There has been some fantastic work in NHS Wales and there is a real appetite for cooperation and collaboration; we now need to work out how to take the next steps and build an open, standards-based computing platform for NHS Wales.

So what’s next?

  1. We need a national platform group that will define the platform and the contractual obligations for each service, documenting the technical (API) interactions and other dependencies. This architectural design group will need to work closely with the technical and information standards boards.
  2. We need multiple independent cross-functional teams each tasked with delivering discrete modular computing services that meet the standards defined by the national platform group. Those teams need to bring together developers with members of other teams, including security, operations, patient safety and assurance.
  3. We need a national applications group that to build example national applications, like a national modular portal, that can be used by all but, importantly, permit the different modules to be stitched together by developers irrespective of their location.
  4. We need to recognise that our platform services three categories of developer: those working for NHS Wales developing national applications, those working for NHS Wales developing local applications (that might end up being scaled out if successful), and those working for academia and commercial organisations as part of our ecosystem.
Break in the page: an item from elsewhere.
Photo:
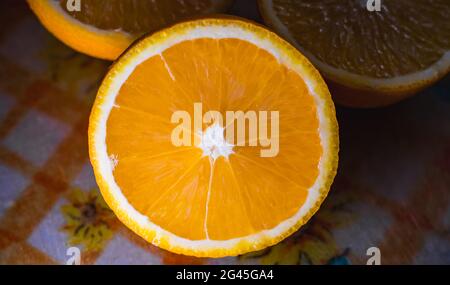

All three should be treated equally, using the same APIs. We cannot have a situation where internal and external developers are treated differently, or that successful local innovation cannot be easily scaled to other regions.
  5. Our organisational and governance structures need to reflect these changes and we need to adequately resource, on a recurring basis, the ongoing development and improvement of these core national services.

And what about a portal?

We do need a national portal. But our national strategy cannot be defined by a portal.

It makes little sense to duplicate portal functionality in different places, but each organisation needs a realistic convergence strategy that takes into account existing solutions and avoids long delays in providing functionality for our users. For example, we need to be able to embed portal functionality into emergency unit systems across Wales.

But we also need to ensure that our portal gives an accurate view of the single patient record; our focus must be on data. We cannot repeat the situation where different instances of portal provides the same view of different data. That means redesigning our national portal to be a lightweight, modular wrapper around national services; it too needs to use our national platform and provide common user-facing elements for use by all.

To move towards a modular portal, we will embrace the idea that we will stitch together components of the national platform, including components of that portal, to meet our user needs. I believe that, given the right architecture, we will see a natural convergence as it will be possible to rapidly scale solutions developed locally to other organisations, as those new developments should use those standardised APIs. We should aim for true application portability, collaboration and cooperation. At the moment, local developments are difficult to scale because there isn’t truly, an open standards-based platform.

If we cannot do this, then we should continue to consider procuring a mega-suite electronic health record system, because without change, we will be failing our staff and our patients in Wales.